In March last year, at the height of the pandemic, Telemaque-Williams, who retired in December 2019 as a full-time federal employee in the Nursing Department with the Veterans Affairs Health Administration, in St. Alban’s, Queens, said business had slowed considerably.
Nevertheless, she said she had enough customers to keep it afloat.
“I run this business on faith,” Telemaque-Williams said then. “Instead of complaining, I just trust God. That’s how I love my God.
“People come and say, ‘All yo will have to close down,’” she added. “I don’t watch what other people do; I just run this business with integrity and trust and belief. With God, all things are possible.”
When asked if, in the worse-case scenario, the bakery would be forced to shutter, Telemaque-Williams maintained optimism.
“I just hope for the best,” she said. “I trust God, and everything will be ok. We will get through this.
“You always have to prepare for an emergency and rainy days,” she added. “By God’s grace, I will manage to continue with the rent (paying).”
In turning to Psalms 91:1, Telemaque-Williams said: “’He that dwelleth in the secret place of the Most High shall abide under the shadow of the Almighty.’”
Four years after Vincentian Registered Nurse Cynthia Bernard, proprietor of the former Ethlyn’s Bakery, went to the Great Beyond, her brother, Samuel, Telemaque-Williams’ husband, and Telemaque-Williams purchased the bakery, renaming it SVG Caribbean Bakery and Restaurant.

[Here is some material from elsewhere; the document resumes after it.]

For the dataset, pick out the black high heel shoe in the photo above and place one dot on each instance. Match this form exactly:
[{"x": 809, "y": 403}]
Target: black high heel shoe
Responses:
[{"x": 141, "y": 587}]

“We decided to change the name from Ethlyn’s Bakery to SVG Caribbean Bakery as a celebration of our culture and an inclusiveness for the Caribbean people in the community,” Telemaque-Williams said.
“Our goal is to have a back-home feel about the bakery, baking familiar goods for the Caribbean community in the neighborhood,” she added. “We are catering to everyone, even though its mainly Caribbean goods.
“We provide a wide variety of baked goods many people are familiar with, and will acquire a taste for our excellent eateries,” she continued, disclosing that those “excellent eateries” comprise, among others, hard dough bread, red belly, sweet potato pudding, saltfish patty, peanut sugar cake, penny bread, bread pudding, cassava pudding and coconut drops.
Telemaque-Williams said many clients are also “in love with our saltfish patties, herring patty, breadfruit and saltfish, sweet potato pudding, red belly and peanut sugar cake.”
“These items are a must-have daily,” she declared, stating that the bakery opens daily – Monday to Saturday, from 7:00 am to 9:00 pm; and Sundays, from 7:00 am to 4:00 pm.